张辅立刻打断了耿浩的话,说道:“你原先被抓进了诏狱,是吴高把你弄出来的。你又娶了吴高那傻女儿,不用告诉我,你真愿意娶那样的人;你无非便是想依靠江阴侯的势力罢?”
耿浩的脸上发烫,听到如此直接不给面子的话,他感到十分难堪。但他也无从反驳张辅的话,因为那是事实。
张辅语的语气稍缓,好言道:“不过眼下你只得另寻出路了。正有一件事,你若愿意做,本帅保你立功升官。”
耿浩颇忍不住问道:“还望大帅明示,甚么样的事?”
张辅走到耿浩的面前,耿浩忙弯下腰。张辅在跟前沉声说道:“本帅听说了一些传言,吴高投降叛王之前,曾暗示部下,‘老夫决不投降,除非被人绑着去见汉王’!”
耿浩小心翼翼地说道:“这似乎是平乐府知府陈用晟干的事……”
“吴高也学到了!”张辅不容分说地道,“这是我的人密报之事,但苦于没有证据。你是吴高的女婿,若愿大义灭亲,站出来指认此事,必能揭穿吴高殆误军国大事的行径。”
耿浩有些为难地说道:“江阴侯毕竟对末将有恩。”
张辅冷冷道:“他只想为他的傻女找个好夫婿,大丈夫何患无妻?在大是大非跟前,你可万勿含糊。身为大明官员,国家私情,孰重孰轻,非得心里有数!”
耿浩沉默了一会儿,低声问道:“我若答应大帅出卖江阴侯,咱们耿家的侯爵有望恢复?”
张辅稍微顿了一下,依旧面不改色,他一本正经郑重其事地说道:“当然!你先祖父为国立下过汗马功劳,耿家的人,本来就应该继承长兴侯的爵位。”
耿浩早就听闻了张辅的权势,不仅贵为国公,手握重兵,而且女儿是圣上的贵妃!如果真的能帮上张辅,让张辅回报,恢复侯爵也不是不可能的事罢?
张辅接着又道:“怎算是出卖?吴高本来就干过那些事,我听到了密报的。那些建文旧将,能背叛旧主、必然也能背叛当今圣上,有啥好奇怪?耿将军不过是据实禀报。”

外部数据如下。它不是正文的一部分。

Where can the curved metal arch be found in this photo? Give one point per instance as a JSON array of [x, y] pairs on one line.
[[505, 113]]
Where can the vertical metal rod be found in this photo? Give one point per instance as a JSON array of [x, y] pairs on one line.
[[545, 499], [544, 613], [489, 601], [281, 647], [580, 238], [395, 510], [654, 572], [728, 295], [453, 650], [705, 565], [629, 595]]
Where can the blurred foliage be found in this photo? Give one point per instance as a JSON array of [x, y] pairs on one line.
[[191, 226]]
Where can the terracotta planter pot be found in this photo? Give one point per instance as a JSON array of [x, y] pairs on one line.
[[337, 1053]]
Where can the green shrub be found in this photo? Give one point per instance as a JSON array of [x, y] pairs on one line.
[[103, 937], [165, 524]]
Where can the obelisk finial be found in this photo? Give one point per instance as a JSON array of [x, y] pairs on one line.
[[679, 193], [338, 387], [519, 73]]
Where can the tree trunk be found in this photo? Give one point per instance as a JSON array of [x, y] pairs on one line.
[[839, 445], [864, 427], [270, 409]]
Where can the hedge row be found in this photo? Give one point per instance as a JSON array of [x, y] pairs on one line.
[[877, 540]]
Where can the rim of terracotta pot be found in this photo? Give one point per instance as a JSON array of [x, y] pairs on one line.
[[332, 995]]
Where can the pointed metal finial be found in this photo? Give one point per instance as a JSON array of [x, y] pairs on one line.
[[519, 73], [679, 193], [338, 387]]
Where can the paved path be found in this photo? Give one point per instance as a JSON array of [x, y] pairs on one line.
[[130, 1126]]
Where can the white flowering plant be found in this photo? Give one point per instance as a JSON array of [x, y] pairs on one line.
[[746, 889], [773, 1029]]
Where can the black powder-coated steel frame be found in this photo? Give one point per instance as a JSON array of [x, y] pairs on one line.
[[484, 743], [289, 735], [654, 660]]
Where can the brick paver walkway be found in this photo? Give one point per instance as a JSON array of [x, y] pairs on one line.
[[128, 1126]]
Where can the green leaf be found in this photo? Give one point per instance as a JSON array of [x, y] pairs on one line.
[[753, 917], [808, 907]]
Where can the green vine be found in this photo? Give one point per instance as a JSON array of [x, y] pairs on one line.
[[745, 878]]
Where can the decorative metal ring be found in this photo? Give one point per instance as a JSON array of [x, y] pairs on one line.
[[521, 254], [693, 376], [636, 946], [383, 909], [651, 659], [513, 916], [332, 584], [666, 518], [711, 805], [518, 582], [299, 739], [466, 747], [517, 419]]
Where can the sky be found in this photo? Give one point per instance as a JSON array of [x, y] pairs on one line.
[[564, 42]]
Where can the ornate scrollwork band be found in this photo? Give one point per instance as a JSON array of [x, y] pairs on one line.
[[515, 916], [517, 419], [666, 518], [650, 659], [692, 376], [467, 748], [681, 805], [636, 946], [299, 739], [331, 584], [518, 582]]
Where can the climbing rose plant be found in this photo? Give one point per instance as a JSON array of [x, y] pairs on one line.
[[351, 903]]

耿浩犹豫了好一会儿,但其实此时脑子里是一片空白,甚么也想不出来。
张辅又道:“长兴侯戎马一生战功赫赫,最后战死沙场马革裹尸,无愧一世英雄。你回京就把吴高的女儿休了、省得给长兴侯丢脸。更别让吴高拖累了耿将军的大好前程。”
耿浩终于无法舍弃眼前看到的希望,更不能放下胸中的大志,无奈地默默点了头。
他心道:连英国公这样的大人物也说了,吴高也不过是在利用我!而且吴高自己蠢,拥兵十万还打不过叛军五六万,打了败仗还投降叛贼,本来就完蛋了!并不是我害他这样的。
耿浩便沉声说道:“大帅别忘了许诺。”
张辅十分警觉,听到这里微微一愣,好像明白了甚么,马上正色道:“当然!本帅知道,镇远侯顾成在京师到处说我坏话。但你们去当面问他,他干过甚么事,真的能问心无愧吗?”
第四百九十四章 英国公的梦想
耿浩离开签押房之前,张辅又很认真地告诫了他一句:“今日只有咱们二人,甚么话都没说过,明白了吗?耿将军若要动甚么心思,最好先想想后果。”

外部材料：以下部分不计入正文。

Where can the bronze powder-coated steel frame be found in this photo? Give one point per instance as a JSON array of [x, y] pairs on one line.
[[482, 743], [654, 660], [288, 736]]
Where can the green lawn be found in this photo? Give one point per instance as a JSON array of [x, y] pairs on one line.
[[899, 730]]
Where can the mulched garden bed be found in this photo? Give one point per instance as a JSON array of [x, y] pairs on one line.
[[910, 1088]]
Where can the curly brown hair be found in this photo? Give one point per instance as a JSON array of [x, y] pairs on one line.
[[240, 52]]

张辅走回桌案边,在椅子上坐下来,等待着第二个接见的人。在这短暂沉默的独处中,张辅没有感到一丝惭愧和懊悔。
他的手正放在一枚印上,这时下意识用力地将它按在桌案上,一丝怒气从他的瞳孔深处泛了上来。
张辅一直在前方作战,但他心里非常明白,京师一些人在玩弄权术!他们将张辅当傻子一样摆布,将军国大事当儿戏一样对待!
当初张辅是一心忠于朝廷的,他连汉王府那个钱长史的面也没见、便径直逮捕了钱长史送往京师;但后来张辅才明白,自己太轻信别人了。
朝里那些人如何回报了他的忠心?
继续把他丢在交趾省,当作一个可有可无的人物;后来又蒙蔽圣上,让他在囤积的军粮几乎告罄的情况下,即刻率军北上攻打云南!没有粮的张辅是寸步难行,那一仗搞得十分狼狈,在军中的声誉威望也是急速下降。

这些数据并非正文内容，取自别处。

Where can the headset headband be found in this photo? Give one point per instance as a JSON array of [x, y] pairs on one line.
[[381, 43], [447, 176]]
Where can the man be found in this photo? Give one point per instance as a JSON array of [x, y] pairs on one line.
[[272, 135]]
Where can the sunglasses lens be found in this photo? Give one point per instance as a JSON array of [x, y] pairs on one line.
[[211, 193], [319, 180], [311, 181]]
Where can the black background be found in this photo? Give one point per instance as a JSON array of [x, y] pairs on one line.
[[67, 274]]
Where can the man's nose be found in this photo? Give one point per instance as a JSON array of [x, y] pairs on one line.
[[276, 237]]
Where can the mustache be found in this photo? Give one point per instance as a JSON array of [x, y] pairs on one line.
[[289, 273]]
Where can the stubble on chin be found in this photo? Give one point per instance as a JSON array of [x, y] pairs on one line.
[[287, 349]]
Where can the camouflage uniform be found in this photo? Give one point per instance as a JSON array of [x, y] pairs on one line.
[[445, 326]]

接着朝里有人还撮合了一桩肮脏的交易,把与张辅结仇的汉王府左长史钱巽、给送回去了。
那些人都有谁?张辅已然逐渐摸清,便是张皇后拉拢的燕王旧府谋士以及文官,后来又勾结了徐辉祖等一干建文旧将……
镇远侯顾成,因为交好了当年北平那些文官,便肆无忌惮地勾通汉王,吃里扒外私下交易!昆明城下战事失败的根源,张辅已经在奏章里说得很清楚了,但顾成仍然没事……背人没人保他?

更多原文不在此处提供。